Zing Forum

Reading

Multi-category Text Sentiment Detection System Based on Machine Learning: A Complete Practice from TF-IDF to Sentiment Classification

This article introduces a multi-category text sentiment detection project implemented using machine learning and TF-IDF technology, covering the complete workflow of data preprocessing, feature extraction, model training, and evaluation, and compares the performance of three algorithms: Naive Bayes, SVM, and Logistic Regression.

情感分析机器学习TF-IDF自然语言处理文本分类Twitter数据逻辑回归SVM朴素贝叶斯
Published 2026-05-17 15:45Recent activity 2026-05-17 15:48Estimated read 7 min
Multi-category Text Sentiment Detection System Based on Machine Learning: A Complete Practice from TF-IDF to Sentiment Classification
1

Section 01

[Introduction] Complete Practice of Multi-category Text Sentiment Detection System Based on Machine Learning

This article introduces an open-source multi-category sentiment detection project that uses traditional machine learning techniques (TF-IDF feature extraction + Naive Bayes/SVM/Logistic Regression models) to extract sentiment information from Twitter texts and classify them into three categories: positive, negative, and neutral. The project covers the entire workflow of data preprocessing, feature extraction, model training, and evaluation, comparing the performance of the three algorithms. Logistic Regression performs the best (accuracy 60.41%), providing a complete example for beginners in sentiment analysis.

2

Section 02

Project Background and Core Objectives

Sentiment analysis is an important branch of NLP, aiming to identify subjective information in text. Unlike binary classification, multi-category sentiment detection needs to handle finer-grained emotions (such as happiness, sadness, etc.). This project chooses Twitter data because its language is informal and contains a lot of abbreviations and slang, which is challenging. The core objective is to convert raw tweets into quantifiable sentiment labels through machine learning, providing a basis for sentiment trend analysis and user behavior research.

3

Section 03

Data Preprocessing and Feature Extraction Methods

Dataset Characteristics and Merging Strategy

The tweet_emotions.csv dataset is used, which originally contains fine-grained emotions such as happiness and love, and is merged into three categories: positive, negative, and neutral (to reduce semantic overlap and class imbalance).
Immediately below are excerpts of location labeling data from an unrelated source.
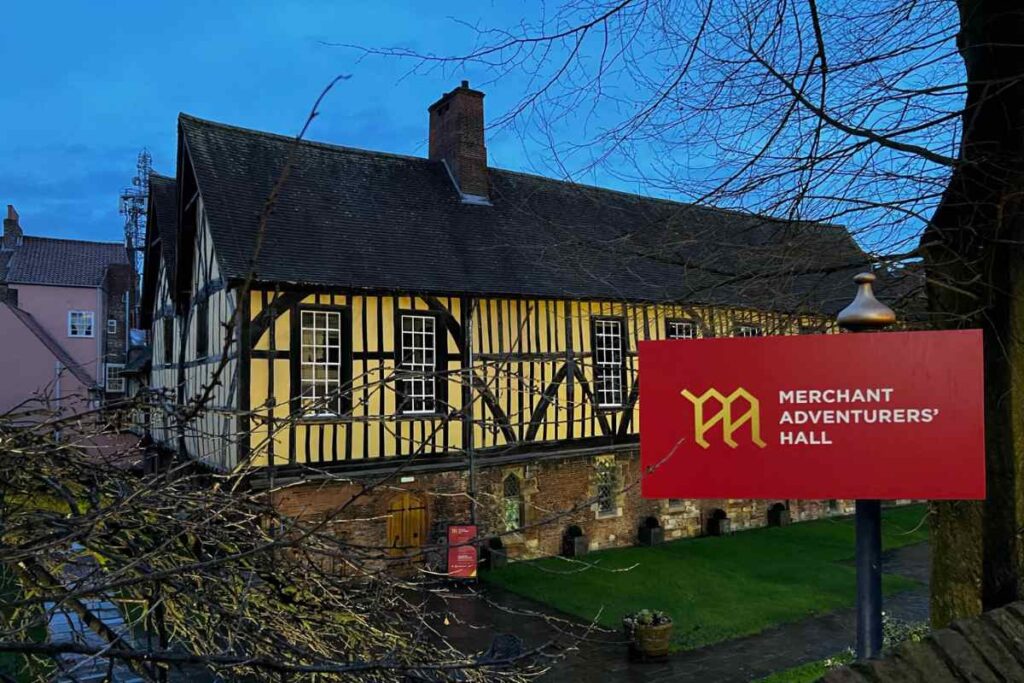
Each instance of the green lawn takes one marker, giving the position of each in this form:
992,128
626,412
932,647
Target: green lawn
716,588
810,672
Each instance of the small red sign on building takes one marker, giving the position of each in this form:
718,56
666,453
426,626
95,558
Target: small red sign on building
462,554
869,416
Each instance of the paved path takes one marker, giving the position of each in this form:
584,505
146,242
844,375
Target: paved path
601,656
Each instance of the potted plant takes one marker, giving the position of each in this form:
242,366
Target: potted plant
648,633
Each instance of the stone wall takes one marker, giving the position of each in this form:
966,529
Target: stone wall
554,494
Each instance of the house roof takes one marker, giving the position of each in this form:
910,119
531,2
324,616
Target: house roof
62,262
164,205
351,218
54,347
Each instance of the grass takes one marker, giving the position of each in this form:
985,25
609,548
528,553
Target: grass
717,588
808,673
13,666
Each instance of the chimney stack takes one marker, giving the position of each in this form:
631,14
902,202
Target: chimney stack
11,229
457,138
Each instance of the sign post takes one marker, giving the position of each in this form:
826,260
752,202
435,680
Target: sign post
864,417
461,551
863,314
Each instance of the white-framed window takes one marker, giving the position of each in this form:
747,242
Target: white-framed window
321,358
115,378
609,363
681,330
419,364
81,323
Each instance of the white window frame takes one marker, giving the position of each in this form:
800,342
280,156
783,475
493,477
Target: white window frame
116,379
418,364
681,329
321,372
609,361
73,325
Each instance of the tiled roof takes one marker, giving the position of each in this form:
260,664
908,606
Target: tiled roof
53,345
164,199
64,262
360,219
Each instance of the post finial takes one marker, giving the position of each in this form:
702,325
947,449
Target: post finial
865,312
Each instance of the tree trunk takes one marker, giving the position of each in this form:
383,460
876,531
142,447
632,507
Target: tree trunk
975,265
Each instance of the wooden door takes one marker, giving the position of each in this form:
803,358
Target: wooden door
407,524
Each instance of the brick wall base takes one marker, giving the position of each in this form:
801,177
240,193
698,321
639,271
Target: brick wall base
553,495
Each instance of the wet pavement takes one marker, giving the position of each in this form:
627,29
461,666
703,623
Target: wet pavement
576,652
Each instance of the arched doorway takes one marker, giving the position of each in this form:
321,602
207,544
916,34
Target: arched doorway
407,524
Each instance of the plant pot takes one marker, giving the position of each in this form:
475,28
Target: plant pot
651,536
651,641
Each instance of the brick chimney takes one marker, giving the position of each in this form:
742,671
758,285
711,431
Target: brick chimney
11,229
457,138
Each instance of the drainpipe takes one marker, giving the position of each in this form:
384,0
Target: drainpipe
468,413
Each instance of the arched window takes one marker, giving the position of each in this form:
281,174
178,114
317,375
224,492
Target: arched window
514,506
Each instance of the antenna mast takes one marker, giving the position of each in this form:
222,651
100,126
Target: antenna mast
133,207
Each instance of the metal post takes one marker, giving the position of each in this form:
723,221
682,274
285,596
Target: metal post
868,522
863,314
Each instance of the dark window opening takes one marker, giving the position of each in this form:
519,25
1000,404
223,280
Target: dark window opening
203,329
168,341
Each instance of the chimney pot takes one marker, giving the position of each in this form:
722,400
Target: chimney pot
11,229
457,138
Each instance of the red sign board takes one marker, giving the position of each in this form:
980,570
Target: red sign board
869,416
462,554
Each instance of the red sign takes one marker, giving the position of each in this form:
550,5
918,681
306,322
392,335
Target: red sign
870,416
462,555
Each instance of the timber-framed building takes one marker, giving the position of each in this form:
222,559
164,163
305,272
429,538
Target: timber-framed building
469,331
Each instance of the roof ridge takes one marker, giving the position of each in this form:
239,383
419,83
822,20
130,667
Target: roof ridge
560,181
304,140
76,241
54,347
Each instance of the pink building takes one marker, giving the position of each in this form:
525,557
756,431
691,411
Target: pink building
62,318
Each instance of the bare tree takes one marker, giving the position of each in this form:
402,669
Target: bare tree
900,119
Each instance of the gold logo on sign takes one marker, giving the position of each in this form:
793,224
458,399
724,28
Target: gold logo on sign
725,415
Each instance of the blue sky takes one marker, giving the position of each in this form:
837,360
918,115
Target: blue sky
87,84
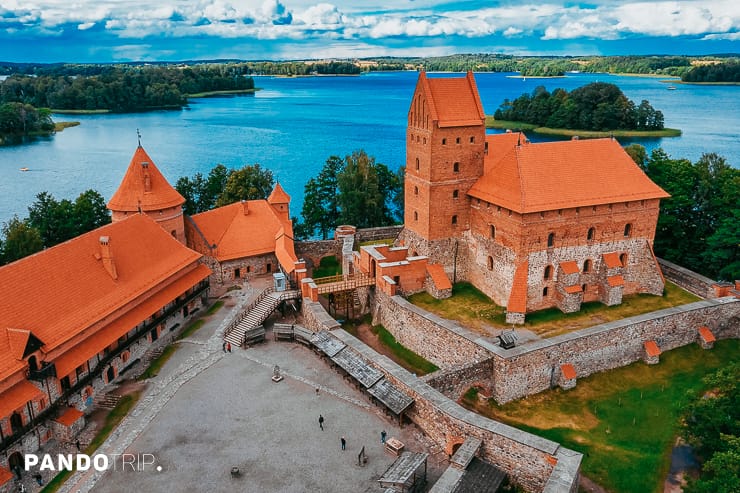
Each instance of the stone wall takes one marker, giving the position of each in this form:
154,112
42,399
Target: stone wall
689,280
535,463
440,341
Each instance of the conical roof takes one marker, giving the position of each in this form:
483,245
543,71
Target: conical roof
143,187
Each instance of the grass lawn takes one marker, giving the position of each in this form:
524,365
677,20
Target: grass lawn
111,421
329,266
392,348
475,310
624,421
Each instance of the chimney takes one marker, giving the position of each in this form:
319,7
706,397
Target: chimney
107,257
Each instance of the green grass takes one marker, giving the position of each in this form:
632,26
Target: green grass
329,266
157,364
473,309
625,420
115,416
506,124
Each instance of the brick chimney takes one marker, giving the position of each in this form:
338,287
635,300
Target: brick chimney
107,257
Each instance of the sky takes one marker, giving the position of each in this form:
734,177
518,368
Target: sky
171,30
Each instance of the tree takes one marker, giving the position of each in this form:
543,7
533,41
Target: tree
251,182
21,240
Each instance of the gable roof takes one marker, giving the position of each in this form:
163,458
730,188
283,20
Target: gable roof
238,235
559,175
61,291
452,101
144,186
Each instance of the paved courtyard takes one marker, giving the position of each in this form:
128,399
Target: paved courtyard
208,411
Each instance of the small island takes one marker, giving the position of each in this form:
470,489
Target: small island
594,110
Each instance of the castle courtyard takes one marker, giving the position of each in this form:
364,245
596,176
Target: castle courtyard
231,414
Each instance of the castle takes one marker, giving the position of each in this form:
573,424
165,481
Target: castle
533,226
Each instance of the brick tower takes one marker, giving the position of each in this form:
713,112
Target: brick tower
145,190
445,147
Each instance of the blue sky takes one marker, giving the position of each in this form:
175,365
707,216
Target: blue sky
128,30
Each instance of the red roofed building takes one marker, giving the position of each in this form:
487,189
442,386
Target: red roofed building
531,225
67,332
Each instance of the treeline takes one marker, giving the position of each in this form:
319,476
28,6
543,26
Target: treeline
19,120
596,106
699,224
51,222
714,72
120,88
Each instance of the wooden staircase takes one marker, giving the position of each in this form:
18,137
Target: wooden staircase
257,312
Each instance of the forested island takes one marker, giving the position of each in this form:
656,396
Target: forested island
598,107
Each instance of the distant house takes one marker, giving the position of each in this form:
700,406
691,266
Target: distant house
76,315
531,225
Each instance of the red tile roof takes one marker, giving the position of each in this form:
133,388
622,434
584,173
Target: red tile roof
706,334
569,267
69,416
134,191
569,372
278,195
518,296
558,175
453,101
614,281
611,260
652,349
439,277
238,235
17,396
62,291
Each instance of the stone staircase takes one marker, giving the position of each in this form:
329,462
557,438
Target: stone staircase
256,313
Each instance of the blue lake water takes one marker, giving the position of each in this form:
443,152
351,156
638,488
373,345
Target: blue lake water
293,125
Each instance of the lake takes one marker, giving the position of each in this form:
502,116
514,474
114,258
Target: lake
293,125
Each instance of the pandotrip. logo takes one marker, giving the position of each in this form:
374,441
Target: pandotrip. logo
97,462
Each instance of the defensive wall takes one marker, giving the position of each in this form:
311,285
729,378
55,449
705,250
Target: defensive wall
535,366
537,464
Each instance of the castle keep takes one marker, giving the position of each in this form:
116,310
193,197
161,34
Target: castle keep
531,225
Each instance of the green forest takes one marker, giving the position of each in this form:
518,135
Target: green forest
596,106
120,88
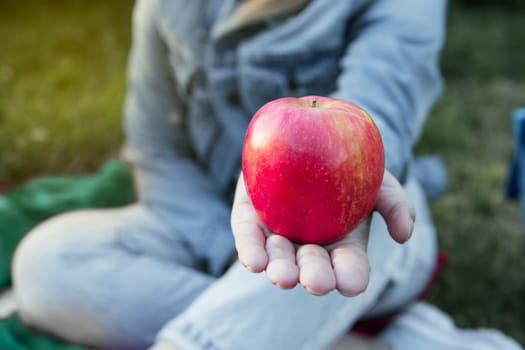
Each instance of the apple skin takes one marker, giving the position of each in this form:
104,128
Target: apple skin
312,167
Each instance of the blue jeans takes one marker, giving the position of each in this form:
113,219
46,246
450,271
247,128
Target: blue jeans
121,277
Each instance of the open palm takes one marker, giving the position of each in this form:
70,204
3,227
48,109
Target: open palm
342,265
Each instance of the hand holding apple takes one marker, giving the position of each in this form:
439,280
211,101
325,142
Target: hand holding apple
342,265
312,167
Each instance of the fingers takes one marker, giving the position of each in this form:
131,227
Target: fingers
316,273
393,204
350,262
249,236
282,269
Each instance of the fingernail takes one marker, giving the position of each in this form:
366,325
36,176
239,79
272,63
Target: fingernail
410,228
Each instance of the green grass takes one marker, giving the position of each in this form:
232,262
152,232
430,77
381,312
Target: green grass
62,83
62,80
483,283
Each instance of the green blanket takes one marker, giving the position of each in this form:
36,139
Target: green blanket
23,207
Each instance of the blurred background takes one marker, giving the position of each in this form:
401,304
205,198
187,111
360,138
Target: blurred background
62,83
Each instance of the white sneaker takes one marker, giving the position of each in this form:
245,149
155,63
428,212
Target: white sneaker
424,327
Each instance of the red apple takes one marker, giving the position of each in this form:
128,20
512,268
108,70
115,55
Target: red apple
312,167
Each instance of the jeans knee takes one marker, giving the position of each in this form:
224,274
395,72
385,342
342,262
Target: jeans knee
39,281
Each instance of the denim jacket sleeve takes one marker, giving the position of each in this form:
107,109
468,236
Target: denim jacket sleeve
166,175
391,68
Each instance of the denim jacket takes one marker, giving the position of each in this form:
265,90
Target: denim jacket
192,91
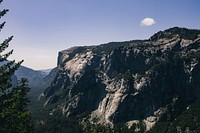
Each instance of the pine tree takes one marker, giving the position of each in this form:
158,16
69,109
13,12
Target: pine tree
14,115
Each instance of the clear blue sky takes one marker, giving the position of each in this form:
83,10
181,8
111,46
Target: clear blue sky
41,28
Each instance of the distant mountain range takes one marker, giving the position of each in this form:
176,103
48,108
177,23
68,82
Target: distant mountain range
139,82
145,85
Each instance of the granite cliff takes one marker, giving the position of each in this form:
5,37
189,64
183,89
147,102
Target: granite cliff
128,82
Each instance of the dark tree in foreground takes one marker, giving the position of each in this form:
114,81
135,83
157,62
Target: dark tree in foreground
14,115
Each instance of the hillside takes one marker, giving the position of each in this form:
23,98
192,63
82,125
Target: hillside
138,83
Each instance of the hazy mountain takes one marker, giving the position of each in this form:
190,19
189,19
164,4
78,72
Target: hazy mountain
135,82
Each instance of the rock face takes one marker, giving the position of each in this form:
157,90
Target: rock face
129,81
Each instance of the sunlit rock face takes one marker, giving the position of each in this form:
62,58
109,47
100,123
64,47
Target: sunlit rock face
128,81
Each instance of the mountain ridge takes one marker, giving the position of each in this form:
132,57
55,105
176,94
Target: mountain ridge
128,82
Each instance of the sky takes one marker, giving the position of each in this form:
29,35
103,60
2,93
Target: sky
42,28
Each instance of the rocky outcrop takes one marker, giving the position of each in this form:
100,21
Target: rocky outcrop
129,81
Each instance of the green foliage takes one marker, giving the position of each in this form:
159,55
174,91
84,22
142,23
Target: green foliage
14,115
57,123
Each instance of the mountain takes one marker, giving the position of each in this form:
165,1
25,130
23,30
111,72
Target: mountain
139,83
34,77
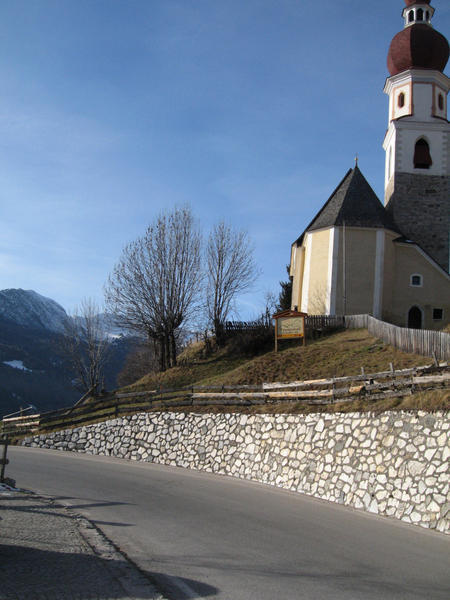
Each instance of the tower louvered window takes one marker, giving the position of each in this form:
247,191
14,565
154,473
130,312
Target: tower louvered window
422,156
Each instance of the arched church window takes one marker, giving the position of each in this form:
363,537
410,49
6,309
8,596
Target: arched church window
416,280
422,156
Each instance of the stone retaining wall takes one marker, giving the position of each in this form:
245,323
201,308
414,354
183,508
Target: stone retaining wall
393,464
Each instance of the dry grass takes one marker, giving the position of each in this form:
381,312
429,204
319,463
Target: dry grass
343,353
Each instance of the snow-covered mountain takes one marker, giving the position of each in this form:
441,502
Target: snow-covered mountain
30,309
34,369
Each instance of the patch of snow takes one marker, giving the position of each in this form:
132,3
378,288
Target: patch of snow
17,364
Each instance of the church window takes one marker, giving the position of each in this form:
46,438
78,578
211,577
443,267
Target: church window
422,156
416,280
438,314
415,318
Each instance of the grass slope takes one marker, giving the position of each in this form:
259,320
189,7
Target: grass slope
343,353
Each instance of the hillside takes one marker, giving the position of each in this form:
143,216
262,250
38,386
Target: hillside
343,353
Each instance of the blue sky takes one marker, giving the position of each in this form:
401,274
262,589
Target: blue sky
248,110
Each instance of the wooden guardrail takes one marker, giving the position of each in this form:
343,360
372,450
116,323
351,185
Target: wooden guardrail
372,387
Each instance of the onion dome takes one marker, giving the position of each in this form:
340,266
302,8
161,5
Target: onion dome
411,2
418,45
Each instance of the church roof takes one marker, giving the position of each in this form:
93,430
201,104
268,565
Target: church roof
353,203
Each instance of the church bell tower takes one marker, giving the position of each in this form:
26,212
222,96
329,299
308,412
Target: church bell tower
417,142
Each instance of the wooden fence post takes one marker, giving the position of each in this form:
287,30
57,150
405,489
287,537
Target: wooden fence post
4,461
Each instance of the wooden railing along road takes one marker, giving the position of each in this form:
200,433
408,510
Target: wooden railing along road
371,387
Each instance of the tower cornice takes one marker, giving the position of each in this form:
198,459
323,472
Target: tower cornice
418,76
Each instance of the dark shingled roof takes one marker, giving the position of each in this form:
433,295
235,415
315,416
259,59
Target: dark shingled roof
354,203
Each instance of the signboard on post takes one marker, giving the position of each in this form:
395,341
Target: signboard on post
289,324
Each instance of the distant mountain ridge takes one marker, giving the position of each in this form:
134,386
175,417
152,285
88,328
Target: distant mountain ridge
30,309
33,367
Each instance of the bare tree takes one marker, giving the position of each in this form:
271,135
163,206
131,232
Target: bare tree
85,344
230,271
154,286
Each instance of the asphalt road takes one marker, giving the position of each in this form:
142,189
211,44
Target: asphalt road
205,536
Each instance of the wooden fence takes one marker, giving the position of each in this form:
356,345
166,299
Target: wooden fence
416,341
313,323
371,387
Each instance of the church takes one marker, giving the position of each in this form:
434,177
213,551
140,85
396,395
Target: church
391,260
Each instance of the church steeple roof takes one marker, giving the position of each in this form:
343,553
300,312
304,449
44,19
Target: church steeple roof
353,204
418,45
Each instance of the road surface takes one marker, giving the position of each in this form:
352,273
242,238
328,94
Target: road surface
205,536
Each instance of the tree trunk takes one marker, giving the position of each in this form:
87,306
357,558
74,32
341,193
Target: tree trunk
173,350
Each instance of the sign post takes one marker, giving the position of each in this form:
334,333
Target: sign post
289,324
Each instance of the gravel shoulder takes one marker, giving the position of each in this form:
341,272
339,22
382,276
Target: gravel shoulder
48,552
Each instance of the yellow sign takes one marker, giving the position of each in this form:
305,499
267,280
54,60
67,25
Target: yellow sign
289,327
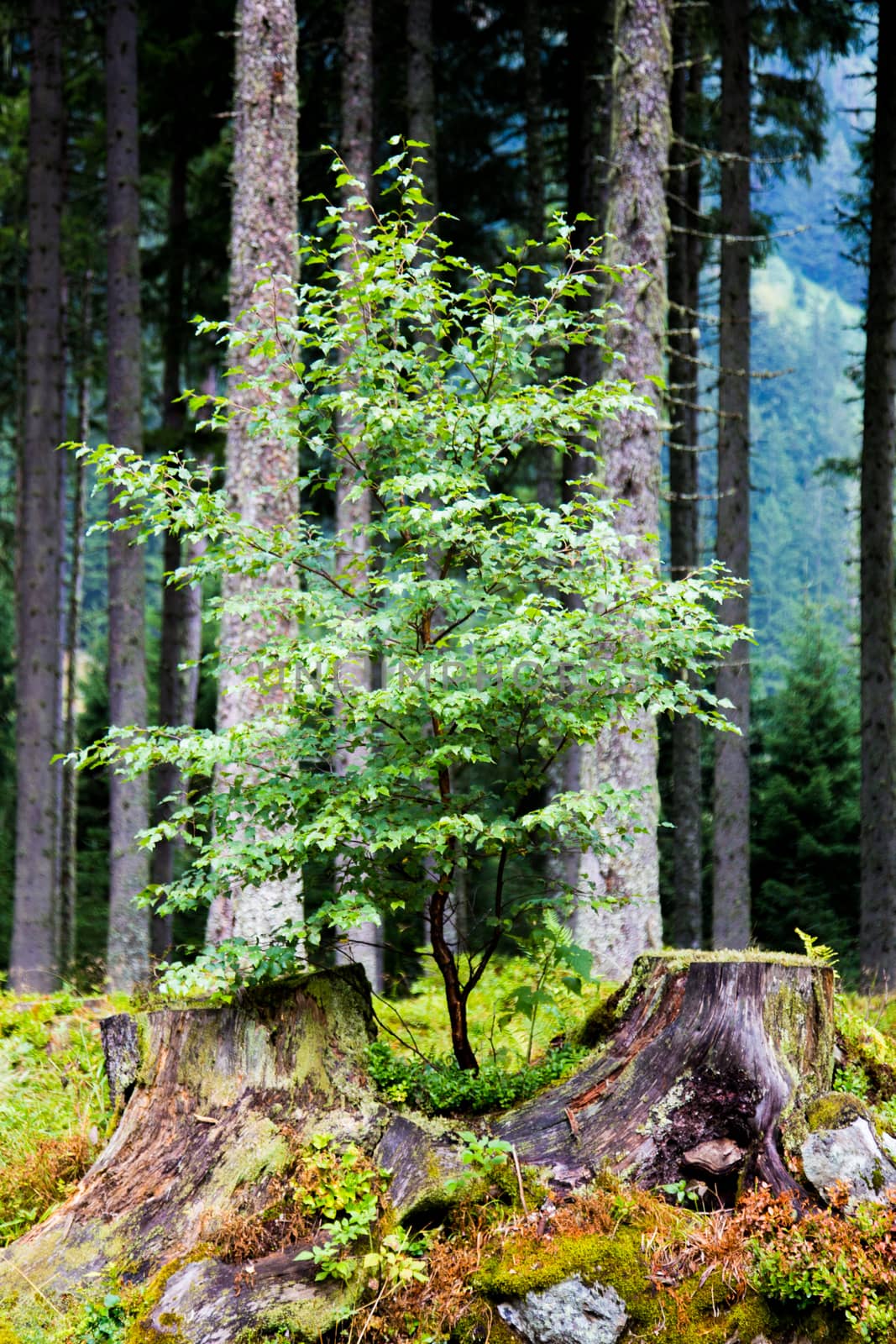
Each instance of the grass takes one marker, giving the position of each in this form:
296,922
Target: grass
418,1023
54,1102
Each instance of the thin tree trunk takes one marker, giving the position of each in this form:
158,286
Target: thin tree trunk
69,864
261,474
631,449
589,47
878,931
533,107
354,515
35,949
731,783
128,799
421,97
684,511
176,602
Text Preprocessing Workflow

  1. Cleaning: Remove URLs, special characters, numbers, and extra spaces;
  2. Tokenization and Lemmatization: Use NLTK for tokenization, and lemmatization to unify vocabulary forms (e.g., running→run);
  3. Stopword Filtering: Remove high-frequency meaningless words (e.g., the, is).

TF-IDF Feature Extraction

TF-IDF is used to measure the importance of vocabulary. Compared to the bag-of-words model, it can reduce the weight of common words and increase the weight of sentiment words (e.g., amazing, terrible), making it suitable for sentiment analysis.

4

Section 04

Comparison Experiments of Three Models and Evaluation Results

Model Comparison

  • Naive Bayes: Baseline method, computationally efficient, accuracy 39.10%;
  • SVM: Performs well in high-dimensional space, but the linear kernel fails to capture nonlinear relationships, accuracy 39.32%;
  • Logistic Regression: Maps linear combinations to the probability space, performs best, accuracy 60.41%.

Evaluation and Analysis

Metrics such as accuracy, precision, recall, F1 score, and confusion matrix are used. The sentiment merging strategy improves performance (clearer class boundaries), and TF-IDF effectively captures the distribution of sentiment keywords.

5

Section 05

Project Summary and Key Insights

This project demonstrates the application potential of traditional machine learning in sentiment analysis. The combination of TF-IDF and Logistic Regression achieves an accuracy of 60.41%. Although it is not as good as deep learning models, it has advantages such as fast training, low resource consumption, and strong interpretability, making it suitable for resource-constrained scenarios or as a baseline model. It provides a clear technical route and reproducible code for NLP beginners, and is a high-quality learning resource for understanding the entire workflow of text classification.

6

Section 06

Limitations and Future Optimization Directions

  1. Deep Learning Methods: Introduce LSTM/BERT to capture sequence information and context dependencies;
  2. Word Embedding Technology: Replace TF-IDF with Word2Vec/GloVe to capture semantic relationships;
  3. Data Balance: Use SMOTE or class weight adjustment to solve sample imbalance;
  4. Fine-grained Sentiment Recognition: Try to distinguish specific emotions such as anger and fear.
7

Section 07

Practical Value and Application Scenarios

The project's technical solution can be applied to:

  • Brand Public Opinion Monitoring: Real-time tracking of users' sentiment tendencies towards brands;
  • Customer Service Optimization: Automatically classify feedback sentiment and prioritize handling negative complaints;
  • Content Recommendation: Recommend matching content based on user sentiment;
  • Mental Health Screening: Identify potential negative emotion patterns and provide early warnings.